SMTP at mail.example.com, also HELO. (1.2.3.4)
HTTP at www.example.com (1.2.3.4)
general access like ssh at example.com (1.2.3.4)

What are the requirements for the PTR record on the address 1.2.3.4 to be accepted by spam filters? The 'main' hostname for 1.2.3.4 is example.com, but if reverse DNS lookups require an exact match, I have to set it to mail.example.com. That's stupid. I mean, reverse lookups of 66.102.13.106 don't result in mail.google.com.

Or, is it enough if a reverse lookup finds example.com and mail.example.com as MX record on it? In other words, should I set the PTR to example.com?
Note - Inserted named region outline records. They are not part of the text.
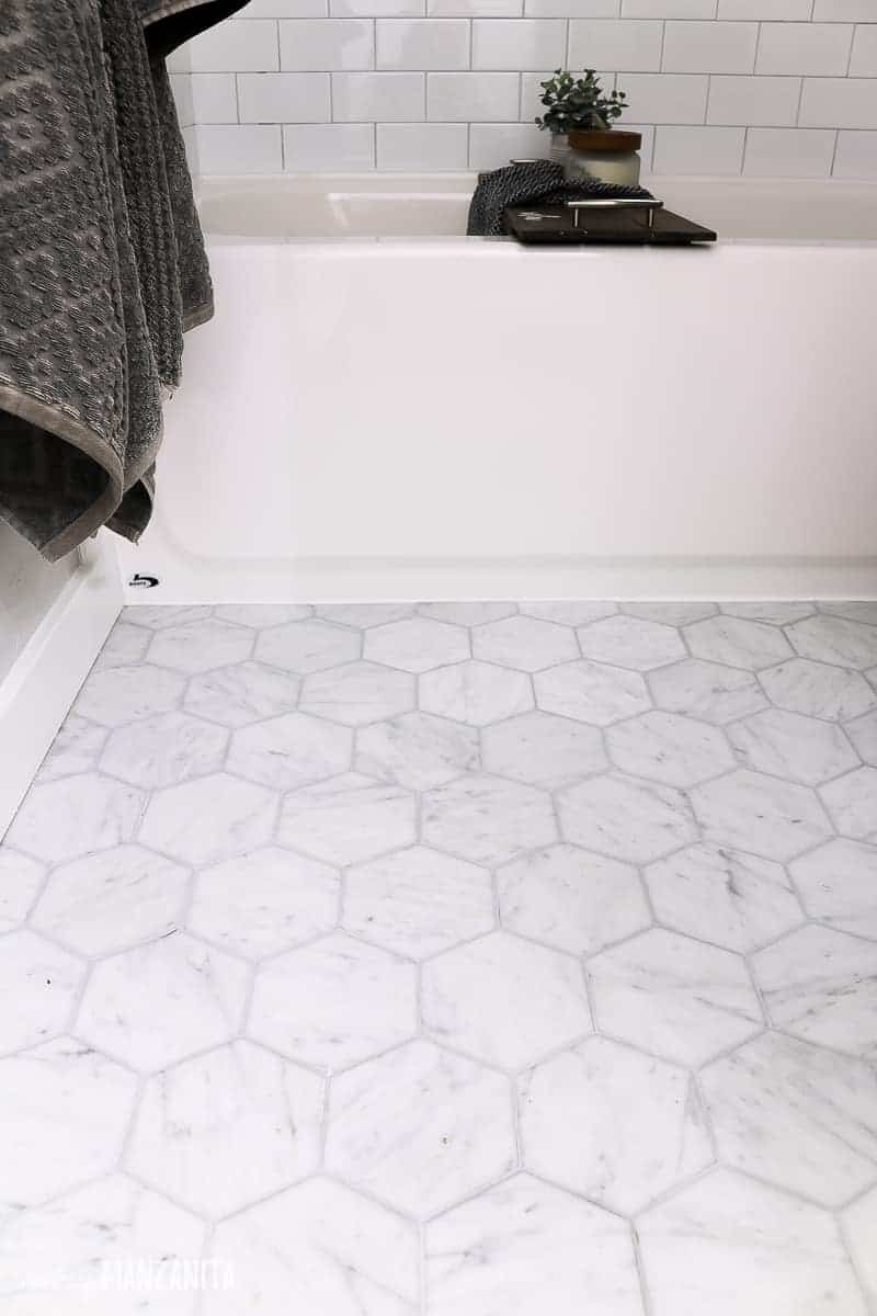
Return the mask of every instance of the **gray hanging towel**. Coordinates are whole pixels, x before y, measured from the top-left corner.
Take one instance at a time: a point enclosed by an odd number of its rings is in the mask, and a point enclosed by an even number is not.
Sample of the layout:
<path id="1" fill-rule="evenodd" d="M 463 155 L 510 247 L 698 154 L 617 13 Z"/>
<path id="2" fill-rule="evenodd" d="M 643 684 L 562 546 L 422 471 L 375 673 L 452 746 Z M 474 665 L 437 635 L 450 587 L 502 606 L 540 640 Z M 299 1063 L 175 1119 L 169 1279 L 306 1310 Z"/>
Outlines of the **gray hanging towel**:
<path id="1" fill-rule="evenodd" d="M 479 183 L 469 203 L 465 232 L 471 237 L 502 237 L 508 233 L 505 212 L 509 205 L 546 205 L 584 200 L 588 196 L 650 197 L 642 187 L 601 183 L 598 179 L 564 180 L 563 166 L 555 161 L 522 161 L 479 174 Z"/>
<path id="2" fill-rule="evenodd" d="M 149 522 L 213 313 L 164 58 L 245 3 L 0 4 L 0 519 L 49 561 Z"/>

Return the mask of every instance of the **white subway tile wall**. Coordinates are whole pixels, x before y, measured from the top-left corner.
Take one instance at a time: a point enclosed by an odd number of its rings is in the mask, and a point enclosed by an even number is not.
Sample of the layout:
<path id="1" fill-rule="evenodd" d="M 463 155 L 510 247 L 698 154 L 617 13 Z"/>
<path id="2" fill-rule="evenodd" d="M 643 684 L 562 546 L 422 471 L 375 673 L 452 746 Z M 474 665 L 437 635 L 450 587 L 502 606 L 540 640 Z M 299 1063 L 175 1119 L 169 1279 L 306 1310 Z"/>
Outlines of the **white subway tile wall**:
<path id="1" fill-rule="evenodd" d="M 557 66 L 627 92 L 647 170 L 877 180 L 877 0 L 251 0 L 171 64 L 205 174 L 546 154 Z"/>

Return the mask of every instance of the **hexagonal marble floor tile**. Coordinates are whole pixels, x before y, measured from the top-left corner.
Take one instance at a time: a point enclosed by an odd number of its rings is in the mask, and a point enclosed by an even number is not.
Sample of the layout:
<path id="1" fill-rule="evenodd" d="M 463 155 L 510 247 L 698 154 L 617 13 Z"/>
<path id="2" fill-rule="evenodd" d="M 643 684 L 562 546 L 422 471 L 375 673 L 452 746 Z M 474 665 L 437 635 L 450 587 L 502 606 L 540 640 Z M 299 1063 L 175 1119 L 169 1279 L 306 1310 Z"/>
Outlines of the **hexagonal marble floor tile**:
<path id="1" fill-rule="evenodd" d="M 417 1032 L 414 966 L 339 932 L 256 974 L 247 1032 L 292 1059 L 355 1065 Z"/>
<path id="2" fill-rule="evenodd" d="M 479 733 L 431 713 L 402 713 L 356 733 L 354 767 L 410 791 L 427 791 L 477 770 Z"/>
<path id="3" fill-rule="evenodd" d="M 511 1170 L 509 1082 L 408 1042 L 333 1080 L 325 1161 L 354 1187 L 431 1216 Z"/>
<path id="4" fill-rule="evenodd" d="M 146 796 L 97 772 L 34 786 L 16 813 L 7 842 L 60 863 L 130 841 Z"/>
<path id="5" fill-rule="evenodd" d="M 702 1065 L 764 1028 L 739 955 L 655 928 L 588 965 L 601 1032 L 646 1051 Z"/>
<path id="6" fill-rule="evenodd" d="M 25 921 L 45 875 L 36 859 L 0 844 L 0 932 L 11 932 Z"/>
<path id="7" fill-rule="evenodd" d="M 777 626 L 744 617 L 707 617 L 685 628 L 696 658 L 744 671 L 761 671 L 793 657 L 793 649 Z"/>
<path id="8" fill-rule="evenodd" d="M 402 671 L 430 671 L 469 657 L 469 637 L 462 626 L 429 617 L 406 617 L 366 633 L 363 657 Z"/>
<path id="9" fill-rule="evenodd" d="M 877 1075 L 861 1061 L 765 1033 L 701 1084 L 726 1165 L 826 1207 L 877 1183 Z"/>
<path id="10" fill-rule="evenodd" d="M 696 836 L 686 797 L 621 772 L 592 776 L 557 796 L 568 841 L 631 863 L 659 859 Z"/>
<path id="11" fill-rule="evenodd" d="M 247 726 L 264 717 L 279 717 L 295 708 L 301 680 L 287 671 L 273 671 L 258 662 L 241 662 L 193 676 L 184 708 L 224 726 Z"/>
<path id="12" fill-rule="evenodd" d="M 653 1316 L 866 1316 L 836 1221 L 731 1170 L 638 1220 Z"/>
<path id="13" fill-rule="evenodd" d="M 501 863 L 556 840 L 551 799 L 531 786 L 469 774 L 423 795 L 423 840 L 475 863 Z"/>
<path id="14" fill-rule="evenodd" d="M 759 951 L 752 967 L 776 1028 L 877 1057 L 874 942 L 810 925 Z"/>
<path id="15" fill-rule="evenodd" d="M 376 662 L 350 662 L 305 676 L 302 712 L 317 713 L 343 726 L 366 726 L 414 708 L 417 682 L 408 671 Z"/>
<path id="16" fill-rule="evenodd" d="M 747 769 L 694 787 L 692 804 L 706 841 L 765 859 L 793 859 L 831 836 L 811 790 Z"/>
<path id="17" fill-rule="evenodd" d="M 95 966 L 76 1036 L 139 1070 L 158 1070 L 233 1037 L 250 973 L 176 932 Z"/>
<path id="18" fill-rule="evenodd" d="M 508 932 L 425 965 L 421 1009 L 437 1042 L 506 1069 L 592 1030 L 581 965 Z"/>
<path id="19" fill-rule="evenodd" d="M 592 1037 L 518 1079 L 523 1163 L 622 1215 L 710 1165 L 690 1074 Z"/>
<path id="20" fill-rule="evenodd" d="M 547 791 L 609 767 L 602 737 L 594 726 L 542 712 L 521 713 L 485 726 L 481 755 L 488 772 Z"/>
<path id="21" fill-rule="evenodd" d="M 260 959 L 330 932 L 341 882 L 316 859 L 266 846 L 199 874 L 189 929 L 247 959 Z"/>
<path id="22" fill-rule="evenodd" d="M 845 721 L 877 707 L 877 694 L 857 671 L 792 658 L 760 676 L 770 701 L 790 713 Z"/>
<path id="23" fill-rule="evenodd" d="M 859 766 L 839 726 L 781 708 L 736 722 L 728 728 L 728 738 L 744 767 L 805 786 L 818 786 Z"/>
<path id="24" fill-rule="evenodd" d="M 108 955 L 172 932 L 188 871 L 139 845 L 118 845 L 55 869 L 33 925 L 84 955 Z"/>
<path id="25" fill-rule="evenodd" d="M 251 654 L 252 632 L 247 626 L 233 626 L 209 617 L 159 630 L 153 637 L 147 658 L 159 667 L 192 674 L 245 662 Z"/>
<path id="26" fill-rule="evenodd" d="M 484 662 L 521 671 L 539 671 L 580 657 L 569 626 L 522 616 L 477 626 L 472 632 L 472 654 Z"/>
<path id="27" fill-rule="evenodd" d="M 485 662 L 437 667 L 421 676 L 421 708 L 471 726 L 486 726 L 533 708 L 530 678 Z"/>
<path id="28" fill-rule="evenodd" d="M 877 846 L 827 841 L 789 865 L 811 919 L 877 938 Z"/>
<path id="29" fill-rule="evenodd" d="M 0 1054 L 63 1033 L 84 974 L 82 959 L 28 928 L 0 937 Z"/>
<path id="30" fill-rule="evenodd" d="M 642 1316 L 628 1227 L 517 1174 L 426 1227 L 430 1316 Z"/>
<path id="31" fill-rule="evenodd" d="M 201 1255 L 205 1232 L 201 1220 L 167 1198 L 126 1175 L 108 1175 L 8 1220 L 0 1232 L 4 1292 L 20 1311 L 46 1316 L 135 1316 L 159 1308 L 162 1316 L 192 1316 L 195 1292 L 185 1291 L 183 1275 Z M 142 1284 L 130 1282 L 135 1258 L 145 1263 Z M 26 1295 L 28 1307 L 13 1294 Z"/>
<path id="32" fill-rule="evenodd" d="M 734 767 L 721 730 L 678 713 L 643 713 L 610 726 L 606 745 L 622 772 L 667 786 L 694 786 Z"/>
<path id="33" fill-rule="evenodd" d="M 103 771 L 146 790 L 218 772 L 229 733 L 188 713 L 158 713 L 118 726 L 100 758 Z"/>
<path id="34" fill-rule="evenodd" d="M 116 1167 L 137 1079 L 58 1038 L 0 1061 L 4 1203 L 32 1205 Z"/>
<path id="35" fill-rule="evenodd" d="M 350 870 L 343 924 L 387 950 L 425 959 L 493 928 L 490 875 L 413 845 Z"/>
<path id="36" fill-rule="evenodd" d="M 308 1316 L 417 1316 L 417 1227 L 330 1179 L 309 1179 L 217 1227 L 213 1254 L 234 1267 L 233 1290 L 205 1316 L 254 1311 Z"/>
<path id="37" fill-rule="evenodd" d="M 727 722 L 757 713 L 768 707 L 764 691 L 752 672 L 723 667 L 699 658 L 685 658 L 671 667 L 659 667 L 648 676 L 655 703 L 669 713 L 686 713 L 706 722 Z"/>
<path id="38" fill-rule="evenodd" d="M 636 870 L 576 845 L 550 845 L 497 874 L 502 925 L 572 955 L 596 954 L 651 924 Z"/>
<path id="39" fill-rule="evenodd" d="M 217 772 L 156 791 L 139 838 L 187 863 L 212 863 L 266 842 L 276 812 L 272 791 Z"/>
<path id="40" fill-rule="evenodd" d="M 316 1074 L 230 1042 L 147 1082 L 125 1163 L 216 1220 L 317 1169 L 322 1105 Z"/>
<path id="41" fill-rule="evenodd" d="M 287 795 L 277 838 L 327 863 L 356 863 L 414 841 L 414 796 L 359 772 Z"/>
<path id="42" fill-rule="evenodd" d="M 656 917 L 702 941 L 748 953 L 803 921 L 795 890 L 770 859 L 692 845 L 646 869 Z"/>
<path id="43" fill-rule="evenodd" d="M 227 767 L 251 782 L 292 791 L 296 786 L 346 772 L 354 751 L 354 733 L 308 713 L 285 713 L 231 737 Z"/>
<path id="44" fill-rule="evenodd" d="M 308 672 L 339 667 L 360 657 L 359 636 L 329 621 L 291 621 L 271 626 L 256 640 L 255 657 L 284 671 Z"/>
One could argue that I should make SMTP access and the HELO example.com, but that causes inflexibility, because then I can never move SMTP to another machine by simply changing the A record.

Edit: it seems unclear what I mean, so let me clarify:

The server in question hosts DNS, SMTP, WWW and a lot more. It does all of it's own DNS. Example.com points to that machine, say 1.2.3.4. Because mail is not its main thing, I don't want 1.2.3.4 to reverse resolve to mail.example.com

The server runs postfix and its HELO is mail.example.com, which also points to 1.2.3.4. For the PTR to match, 1.2.3.4 should reverse resolve to mail.example.com, but as I said, I want it to resolve to example.com, because mail is not the server's main task.

Does that mean I have to change the mailname to example.com, and having it at mail.example.com will cause some spam filters to reject it, even though mail is an mx record of example.com?

Best Answer

  • You can have as many A RRs as you want point to 1.2.3.4.
  • You must have one PTR point back to a name.
  • Therefore all you need is to make sure that the PTR points to the name you want and that this name points back to 1.2.3.4.

This means that you can have:

example.com. IN A 1.2.3.4

example.com. IN MX 10 mail.example.com.

server.example.com. IN A 1.2.3.4

www.example.com. IN A 1.2.3.4

mail.example.com. IN A 1.2.3.4

and:

4.3.2.1.in-addr.arpa. IN PTR server.example.com.

Why is this the requirement? Because when your SMTP server connects to a remote SMTP server to deliver mail the SMTP server knows only the address of your server and not the name. With the address at hand (1.2.3.4) it queries the DNS and gets the PTR response (server.example.com). The remote server now will ask the DNS again "what is the address of server.example.com" and it expects that answer to be 1.2.3.4.

What you send in the HELO string should not frighten you. You can read about the purpose of the SMTP HELO and find about the exceptions where it is allowed to block based on what is given in the HELO string.